Greek Austerity Numbers Don’t Add Up: Analyst
With Greek 10-year bond yields trading above 16 percent and the government about to make 6 billion euros (US$8.7 billion) worth of new cuts, while selling off 50 billion euros (US$72.5 billion) worth of government-owned property, Greek austerity numbers don't add up, one analyst warned.
"Strict fiscal austerity measures fail to reduce deficit at desired pace," said First Global Chief Strategist Devina Mehra in a research note.
"Announcing and then implementing fiscal austerity measures appear to be considered a panacea in Europe," he said.
"European leaders have been kicking the can down the road in the hope that the fiscal consolidation that is underway will help Greece win back confidence in the capital markets and, consequently, lower its dependency on bail-out funds and eventually repay its debt,” Mehra said.
This is fantasy, according to Mehra, who believes Greece will default or restructure.
"It has been over a year since Greece was shut out of the markets," he said. "Since then, Greek bond yields have more than doubled, with the 2-year yields at 25 percent and 10 year yields at 16.5 percent."

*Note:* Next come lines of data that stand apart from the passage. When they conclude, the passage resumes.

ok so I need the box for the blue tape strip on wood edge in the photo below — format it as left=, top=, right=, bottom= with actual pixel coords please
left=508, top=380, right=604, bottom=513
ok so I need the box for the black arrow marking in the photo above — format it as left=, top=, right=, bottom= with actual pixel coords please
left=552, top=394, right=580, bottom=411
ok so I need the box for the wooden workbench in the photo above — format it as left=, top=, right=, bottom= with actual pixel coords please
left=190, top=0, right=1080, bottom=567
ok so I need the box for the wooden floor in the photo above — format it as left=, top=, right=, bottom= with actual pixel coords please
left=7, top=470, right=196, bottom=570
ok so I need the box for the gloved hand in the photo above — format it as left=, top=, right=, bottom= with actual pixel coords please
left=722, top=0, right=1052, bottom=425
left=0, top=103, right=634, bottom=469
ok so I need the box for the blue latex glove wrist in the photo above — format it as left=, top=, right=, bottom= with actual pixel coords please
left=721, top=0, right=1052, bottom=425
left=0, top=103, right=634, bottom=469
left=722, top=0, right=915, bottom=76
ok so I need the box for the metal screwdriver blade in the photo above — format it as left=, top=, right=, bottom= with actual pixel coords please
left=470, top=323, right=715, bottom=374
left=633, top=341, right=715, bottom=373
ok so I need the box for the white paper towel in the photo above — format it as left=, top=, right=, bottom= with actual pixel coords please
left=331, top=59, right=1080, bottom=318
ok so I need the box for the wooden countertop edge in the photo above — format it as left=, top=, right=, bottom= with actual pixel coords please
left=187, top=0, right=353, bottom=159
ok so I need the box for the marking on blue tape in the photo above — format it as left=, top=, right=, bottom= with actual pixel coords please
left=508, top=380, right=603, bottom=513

Mehra said falling government revenues combined with rising expenditures will never lead to lower national debt.
"What was particularly worrying was that the net revenue of ordinary budget was 9.1 percent lower over the corresponding period last year, while the net expenditure was 3.6 percent higher," he said. "In a classic example of a debt trap, Greece's interest payments increased to 3.819 million euros for the first four months of 2011, up 14.4 percent."
"With its higher interest payments and declining nominal GDP (gross domestic product), Greece can only fantasize about achieving a significantly lower deficit-to-GDP ratio,” Mehra said.
With the labor market and industrial production both weak, the only silver lining is a lower current account deficit, Mehra said, but this is hardly a reason to party in Athens.
"We believe that Greece will be unable to emerge from its crisis without some kind of restructuring, which the European Central Bank is opposed to, as it owns 45 billion euros of Greek government bonds and has a reasonable exposure to Athens-backed securities as collateral," he said.
With the ECB so worried, Mehra questions whether much of the bad news on a Greek default is already priced into the market.
"Thus, instead of kicking the can to the end of the road, this might be the time when some restructuring in Greece could have relatively less-dramatic effect," said Mehra.